But by the Court-The replication is no departure from the declaration; for the time put in the declaration was not material, for he might declare of an assumpsit at any time; but when the defendant makes the time material by his plea, the plaintiff may, by his replication, answer to that plea, for maintaining his action, by the time that before was not material.

And they gave judgment for the plaintiff.(a)

And also, where the defendant, at the parish of Bow, in the ward of Cheap, London, was indebted to the plaintiff, he promised to pay, &c. The defendant pleaded the statute; and the plaintiff replied that the debt was contracted at Teneriffe, beyond sea, viz. in the parish and ward aforesaid; and that, within six years after his return, he brought the action. The defendant demurred, for that the replication was a departure from the declaration, which lays the indebitatus at Bow, in London, and the replication is at Teneriffe, beyond sea.

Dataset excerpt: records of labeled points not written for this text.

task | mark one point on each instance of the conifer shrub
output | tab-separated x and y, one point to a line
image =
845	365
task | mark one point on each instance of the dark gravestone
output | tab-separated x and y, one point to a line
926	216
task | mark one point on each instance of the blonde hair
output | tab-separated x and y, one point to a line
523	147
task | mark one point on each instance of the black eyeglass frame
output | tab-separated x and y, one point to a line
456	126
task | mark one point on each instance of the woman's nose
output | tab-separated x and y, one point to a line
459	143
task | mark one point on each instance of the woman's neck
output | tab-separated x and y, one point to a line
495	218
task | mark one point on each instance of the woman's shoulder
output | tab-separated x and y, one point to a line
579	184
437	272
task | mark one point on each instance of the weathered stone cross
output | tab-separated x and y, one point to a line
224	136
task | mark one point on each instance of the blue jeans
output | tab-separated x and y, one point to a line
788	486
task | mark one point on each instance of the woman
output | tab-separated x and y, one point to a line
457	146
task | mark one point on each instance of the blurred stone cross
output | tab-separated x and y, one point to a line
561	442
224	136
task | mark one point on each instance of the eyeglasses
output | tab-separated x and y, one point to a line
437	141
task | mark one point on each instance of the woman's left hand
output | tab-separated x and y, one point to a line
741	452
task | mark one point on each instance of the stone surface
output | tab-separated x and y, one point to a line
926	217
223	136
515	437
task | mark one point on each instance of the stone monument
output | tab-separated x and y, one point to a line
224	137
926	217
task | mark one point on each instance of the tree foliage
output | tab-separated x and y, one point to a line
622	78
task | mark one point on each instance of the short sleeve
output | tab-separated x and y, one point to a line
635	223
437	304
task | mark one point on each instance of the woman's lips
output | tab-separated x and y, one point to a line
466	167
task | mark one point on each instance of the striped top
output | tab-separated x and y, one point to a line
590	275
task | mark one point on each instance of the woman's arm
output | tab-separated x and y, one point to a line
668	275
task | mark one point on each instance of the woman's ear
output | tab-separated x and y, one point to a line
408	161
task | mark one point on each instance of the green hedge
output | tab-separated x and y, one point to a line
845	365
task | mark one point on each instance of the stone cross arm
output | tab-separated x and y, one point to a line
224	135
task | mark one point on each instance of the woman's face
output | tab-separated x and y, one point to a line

*But by the Court-'Tis well enough, it also say- [*242] ing in the parish and ward aforesaid.(b)

The plaintiff declared upon a promise made the 16th of January, 1706. The defendant pleaded in bar the Statute of Limitations; and that the cause of action did not accrue within six years before the exhibiting of the bill. The plaintiff replied, the bill was exhibited the 23d January, 1713, and that cause of action did arise within six years before exhibiting the bill. To this the defendant demurred.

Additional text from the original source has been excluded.